A Story of Recovery:

Good Signs


I’ve been married for 14 years to the kindest, sweetest, funniest guy on the planet.  I was born under the Chinese astrological year of the ox … steadfast, loyal, steady, stubborn, obstinate  He’s a Rabbit… sensitive, intuitive, energetic.  I adore him.

But, before program, I spent a lot of time feeling critical of him.  “Somebody needs to whip him into shape.”  I thought.  Before program I would agonize inside my own head about how best to deliver the messages to him, to “fix him,” “improve him.”  I used to yell at him, “I turned myself into a pretzel for you and what have you ever done for me?” And then, I would eat, to still the inner demons in my head, to reward myself for “putting up” with him, to do something for myself.

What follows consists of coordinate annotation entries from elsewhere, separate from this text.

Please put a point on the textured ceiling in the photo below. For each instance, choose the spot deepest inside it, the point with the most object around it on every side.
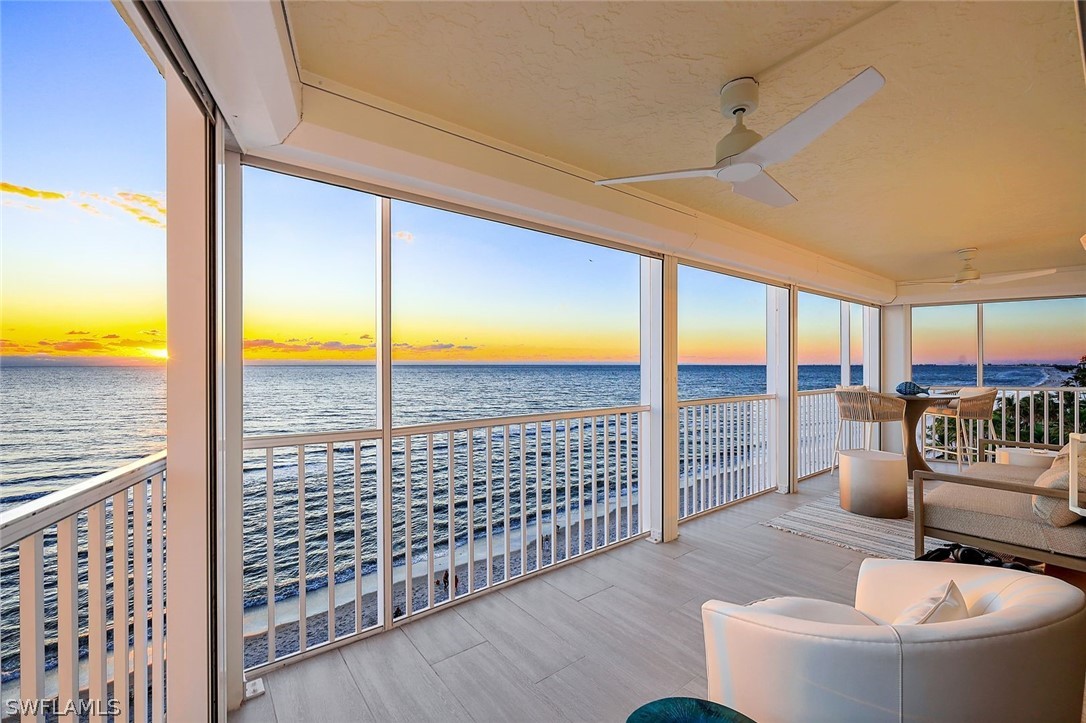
(979, 137)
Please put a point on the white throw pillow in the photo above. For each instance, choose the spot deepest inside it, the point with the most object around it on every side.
(805, 608)
(943, 604)
(1056, 511)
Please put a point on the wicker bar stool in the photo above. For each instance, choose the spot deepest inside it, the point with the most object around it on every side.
(973, 404)
(867, 407)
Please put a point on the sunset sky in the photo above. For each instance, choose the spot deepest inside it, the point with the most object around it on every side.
(84, 250)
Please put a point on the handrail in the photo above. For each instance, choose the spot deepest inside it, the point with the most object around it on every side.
(432, 428)
(522, 419)
(724, 400)
(39, 514)
(293, 440)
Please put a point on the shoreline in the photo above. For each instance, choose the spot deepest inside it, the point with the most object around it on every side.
(552, 549)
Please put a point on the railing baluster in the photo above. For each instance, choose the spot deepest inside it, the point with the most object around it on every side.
(580, 484)
(430, 583)
(32, 629)
(120, 604)
(158, 604)
(356, 474)
(521, 499)
(554, 493)
(139, 601)
(569, 519)
(96, 603)
(595, 478)
(451, 518)
(507, 469)
(490, 505)
(330, 536)
(408, 528)
(67, 601)
(470, 585)
(302, 642)
(539, 497)
(269, 532)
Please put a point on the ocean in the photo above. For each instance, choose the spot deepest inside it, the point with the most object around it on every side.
(62, 425)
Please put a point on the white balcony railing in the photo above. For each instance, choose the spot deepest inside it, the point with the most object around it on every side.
(474, 504)
(723, 451)
(91, 608)
(1044, 415)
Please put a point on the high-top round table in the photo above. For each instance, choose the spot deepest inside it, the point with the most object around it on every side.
(916, 405)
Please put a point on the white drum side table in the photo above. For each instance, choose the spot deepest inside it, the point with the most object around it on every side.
(873, 483)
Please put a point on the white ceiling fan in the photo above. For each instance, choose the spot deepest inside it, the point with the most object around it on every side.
(743, 155)
(968, 274)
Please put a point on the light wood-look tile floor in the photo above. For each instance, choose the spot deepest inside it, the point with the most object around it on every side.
(589, 642)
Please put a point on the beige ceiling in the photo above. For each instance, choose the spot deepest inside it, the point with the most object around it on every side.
(979, 137)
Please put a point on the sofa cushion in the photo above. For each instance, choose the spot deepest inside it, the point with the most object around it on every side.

The food stopped working.  I isolated.

In program, my sponsor guided me to WAIT:  to ask myself “Why am I talking?”

I tried talking my husband out of his feelings.  If he came home sad, I’d try to cheer him up.  Now, I listen, really listen, with an open heart and mind.

And my husband has tears of sweet understanding in his eyes when I really listen and he thanks me:  “Thank you for letting me be myself.”

I am abstinent, eating my weighed and measured meals.  And I pray every day for another abstinent day, abstinent from thinking I can or should control my husband.  Abstinent from thinking that I am or could be my husband’s higher power.